Вот, к прикладу, помрем мы: я, ты, иные казаки, воеводы, — кто будет знать, как острог Красноярский ставили, да как служба государева шла на остроге, как бились казаки с иноземными ратными людьми? Я вот в книгу свою напишу все, и всем ведомо станет, кто прочтет ее. А так если — то и забудется про все.
— Теперь уразумел я, Богдан Кириллыч. И много ль ты понаписал-то?

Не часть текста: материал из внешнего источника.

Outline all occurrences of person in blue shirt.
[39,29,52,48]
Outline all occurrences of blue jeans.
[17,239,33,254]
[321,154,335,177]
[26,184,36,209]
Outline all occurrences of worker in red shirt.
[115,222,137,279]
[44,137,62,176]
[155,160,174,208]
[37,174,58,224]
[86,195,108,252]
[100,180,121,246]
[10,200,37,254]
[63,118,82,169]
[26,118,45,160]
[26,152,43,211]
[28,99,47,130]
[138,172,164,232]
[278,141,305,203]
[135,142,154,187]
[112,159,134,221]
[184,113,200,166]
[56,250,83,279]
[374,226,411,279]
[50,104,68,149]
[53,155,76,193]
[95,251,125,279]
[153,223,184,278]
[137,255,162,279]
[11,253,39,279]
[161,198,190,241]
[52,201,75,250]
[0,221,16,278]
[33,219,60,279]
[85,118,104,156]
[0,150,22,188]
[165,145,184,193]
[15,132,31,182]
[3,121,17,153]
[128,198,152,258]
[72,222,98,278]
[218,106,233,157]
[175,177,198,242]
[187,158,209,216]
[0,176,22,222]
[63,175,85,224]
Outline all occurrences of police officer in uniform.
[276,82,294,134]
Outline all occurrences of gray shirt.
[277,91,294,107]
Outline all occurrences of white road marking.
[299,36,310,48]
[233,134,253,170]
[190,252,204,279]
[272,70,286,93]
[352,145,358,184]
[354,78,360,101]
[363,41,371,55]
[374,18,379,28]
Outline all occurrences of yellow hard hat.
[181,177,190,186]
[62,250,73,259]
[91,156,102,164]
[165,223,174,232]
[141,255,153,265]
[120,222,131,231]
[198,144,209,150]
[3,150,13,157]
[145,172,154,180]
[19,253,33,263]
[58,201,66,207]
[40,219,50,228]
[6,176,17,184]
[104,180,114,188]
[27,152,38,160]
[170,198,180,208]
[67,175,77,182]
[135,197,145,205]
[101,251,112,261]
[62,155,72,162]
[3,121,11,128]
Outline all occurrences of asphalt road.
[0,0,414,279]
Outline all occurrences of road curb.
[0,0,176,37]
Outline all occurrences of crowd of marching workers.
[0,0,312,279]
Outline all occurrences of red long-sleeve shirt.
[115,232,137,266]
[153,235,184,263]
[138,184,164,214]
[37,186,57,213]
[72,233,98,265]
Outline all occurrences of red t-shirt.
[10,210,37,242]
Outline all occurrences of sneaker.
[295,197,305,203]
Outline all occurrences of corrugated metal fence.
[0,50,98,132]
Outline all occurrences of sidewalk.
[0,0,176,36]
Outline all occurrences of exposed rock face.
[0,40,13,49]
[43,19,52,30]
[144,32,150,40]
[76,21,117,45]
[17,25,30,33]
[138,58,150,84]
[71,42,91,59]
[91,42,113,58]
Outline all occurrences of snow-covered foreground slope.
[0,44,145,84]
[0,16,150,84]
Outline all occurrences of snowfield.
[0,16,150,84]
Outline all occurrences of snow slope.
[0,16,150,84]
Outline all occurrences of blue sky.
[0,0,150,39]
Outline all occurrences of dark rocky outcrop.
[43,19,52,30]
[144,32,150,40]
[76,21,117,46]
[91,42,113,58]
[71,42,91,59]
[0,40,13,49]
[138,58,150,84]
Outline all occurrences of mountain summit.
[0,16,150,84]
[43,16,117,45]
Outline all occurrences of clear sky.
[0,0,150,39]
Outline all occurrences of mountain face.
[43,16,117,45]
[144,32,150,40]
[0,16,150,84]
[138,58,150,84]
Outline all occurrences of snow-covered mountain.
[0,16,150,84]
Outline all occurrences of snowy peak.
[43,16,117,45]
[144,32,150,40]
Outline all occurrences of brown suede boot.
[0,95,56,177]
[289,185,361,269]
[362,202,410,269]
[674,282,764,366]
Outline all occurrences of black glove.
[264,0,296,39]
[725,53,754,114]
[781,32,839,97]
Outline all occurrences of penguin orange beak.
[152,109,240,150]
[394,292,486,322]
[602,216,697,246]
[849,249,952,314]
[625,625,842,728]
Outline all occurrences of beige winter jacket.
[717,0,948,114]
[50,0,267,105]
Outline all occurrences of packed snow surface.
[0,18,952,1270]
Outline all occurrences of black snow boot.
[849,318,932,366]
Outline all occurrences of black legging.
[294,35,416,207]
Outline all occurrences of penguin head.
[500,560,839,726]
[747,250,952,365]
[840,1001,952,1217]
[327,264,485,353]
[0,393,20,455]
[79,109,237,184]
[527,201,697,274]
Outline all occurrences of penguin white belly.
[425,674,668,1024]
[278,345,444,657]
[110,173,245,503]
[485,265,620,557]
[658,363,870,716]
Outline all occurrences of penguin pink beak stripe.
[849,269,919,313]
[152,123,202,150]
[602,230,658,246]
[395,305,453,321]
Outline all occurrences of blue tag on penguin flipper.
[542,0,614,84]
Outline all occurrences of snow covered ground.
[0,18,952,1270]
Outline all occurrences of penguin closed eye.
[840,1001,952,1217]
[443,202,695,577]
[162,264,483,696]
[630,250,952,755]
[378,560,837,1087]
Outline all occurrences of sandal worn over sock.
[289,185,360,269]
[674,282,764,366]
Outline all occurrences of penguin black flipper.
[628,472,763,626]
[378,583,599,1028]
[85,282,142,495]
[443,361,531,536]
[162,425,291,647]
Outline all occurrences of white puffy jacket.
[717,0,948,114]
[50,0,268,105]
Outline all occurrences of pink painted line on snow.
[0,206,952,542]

— Много, Афоня, много. А и все мало. Вся жизнь наша многотрудная здесь вот записана. Уж так и быть — тебе я покажу. Только чур, Афонька, не обмолвись никому. Ото всех втайне книгу я держу.
— А пошто?
— А так. Воевода дознается — отымет книгу мою. Он уже мне на нее запрет наложил. Как проведал про мою затею, так и вскинулся: тебе кто велел, зачем пишешь? Ты-де и про меня чего, может, непотребного напишешь. Ишь, — молвит, — чего удумал. Не по чину-де тебе такие книги весть. Вот ежели б был ты не подьячий, хоть и приказной, а дьяк с приписью был, то дело иное. А потом и велел — принеси тоеё книгу. Я и принес. Стал он вычитывать, а потом мне указки давать. То велит вымарать, иное… Заспорился я с ним. Тогда он разъярился и сказал, что-де сожжет книгу мою. Обмер я тут, еле вымолил у него книгу и слово дал, что не буду боле писать, а книгу сам-де огню предам. Книгу-то он отдал, а слову моему веры не дал. Так за мною и следит: что, мол, это пишешь, и во всякую бумагу мне из-за спины глаза запускает. Ох и тяжкое дело. Вот тут и спасаюсь пока. Да и то все допытывается, это, мол, ты чего в своей избенке, ровно бобыль какой, хоронишься? А я ему, — от бабьего-де визгу спасаюсь. Уж больно мне мои бабы надоели. Эх ты, говорит воевода, в струне их держать не можешь. У меня так и не пикнут, коль я в доме.
Сказав это, подьячий опять примолк и прикрыл глаза.